That should be the mantra for lawyers who advise businesses about arbitration clauses in employment agreements. It's cheap advice, given the real cost of arbitration.
In Hernandez v. Acosta, it turned out to be a $100,000 lesson. That's how much the employer owed in arbitration fees, which far exceeded the company's liability to one worker.
Julio Hernandez filed a federal wage case against Acosta Tractors, a Florida contractor. But the business had arbitration pending with two others workers, and compelled them all to file claims through the American Arbitration Association.
The defendant wanted to consolidate the AAA cases, but the arbitrator refused. The separate cases cost more than $100,000 in arbitration fees and discovery costs. That did not include attorneys' fees.
So the company ditched the arbitrations and asked the federal court to reopen the cases there. In the Hernandez case, the trial judge entered judgment against the contractor for defaulting in arbitration. The Eleventh Circuit gave company more bad news on appeal.

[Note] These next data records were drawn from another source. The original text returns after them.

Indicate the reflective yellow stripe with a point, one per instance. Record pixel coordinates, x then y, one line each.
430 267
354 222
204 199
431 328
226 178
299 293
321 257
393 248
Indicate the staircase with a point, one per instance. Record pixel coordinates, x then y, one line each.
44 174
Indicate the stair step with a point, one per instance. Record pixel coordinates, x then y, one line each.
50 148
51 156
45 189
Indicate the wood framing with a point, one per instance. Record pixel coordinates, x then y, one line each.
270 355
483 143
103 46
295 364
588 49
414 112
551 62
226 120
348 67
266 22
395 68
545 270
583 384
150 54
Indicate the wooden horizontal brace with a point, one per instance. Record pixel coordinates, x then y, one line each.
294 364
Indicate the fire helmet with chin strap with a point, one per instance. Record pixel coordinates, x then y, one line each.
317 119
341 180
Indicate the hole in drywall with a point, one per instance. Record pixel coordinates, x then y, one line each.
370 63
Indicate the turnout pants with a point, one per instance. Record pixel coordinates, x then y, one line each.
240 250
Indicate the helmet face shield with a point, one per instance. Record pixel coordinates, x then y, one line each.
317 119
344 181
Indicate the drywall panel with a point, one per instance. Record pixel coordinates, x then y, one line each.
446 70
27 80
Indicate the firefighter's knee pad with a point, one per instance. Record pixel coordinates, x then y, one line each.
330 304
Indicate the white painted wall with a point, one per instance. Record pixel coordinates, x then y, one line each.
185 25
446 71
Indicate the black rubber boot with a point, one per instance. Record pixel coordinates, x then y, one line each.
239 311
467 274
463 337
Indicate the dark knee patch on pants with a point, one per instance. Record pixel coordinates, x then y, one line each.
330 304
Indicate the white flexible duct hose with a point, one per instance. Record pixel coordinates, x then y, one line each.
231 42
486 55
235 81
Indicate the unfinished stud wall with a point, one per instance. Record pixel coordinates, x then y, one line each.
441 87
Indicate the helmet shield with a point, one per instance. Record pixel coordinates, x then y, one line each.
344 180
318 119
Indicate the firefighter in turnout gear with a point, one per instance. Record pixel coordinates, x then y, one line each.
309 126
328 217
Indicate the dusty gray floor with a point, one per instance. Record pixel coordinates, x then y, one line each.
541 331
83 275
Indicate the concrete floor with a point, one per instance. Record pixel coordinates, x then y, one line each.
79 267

"The idea is that employers prefer arbitration because it promises 'quicker, more informal, and often cheaper resolutions for everyone involved,'" the Eleventh Circuit said, quoting Epic Systems v. Lewis. "But as this case shows, arbitration does not always live up to this promise."
The appeals panel vacated the trial decision -- a wage award for $7,293, not including a claim for attorney's fees. But the judges sent the case back with a warning.
"A calculated choice to abandon arbitration after getting adverse rulings from the arbitrator certainly looks like forum shopping," they said. "And this type of behavior would surely be a factor the district court could consider in deciding whether to sanction Acosta by entering a default judgment."
Not only that, the defendant still owes arbitration fees.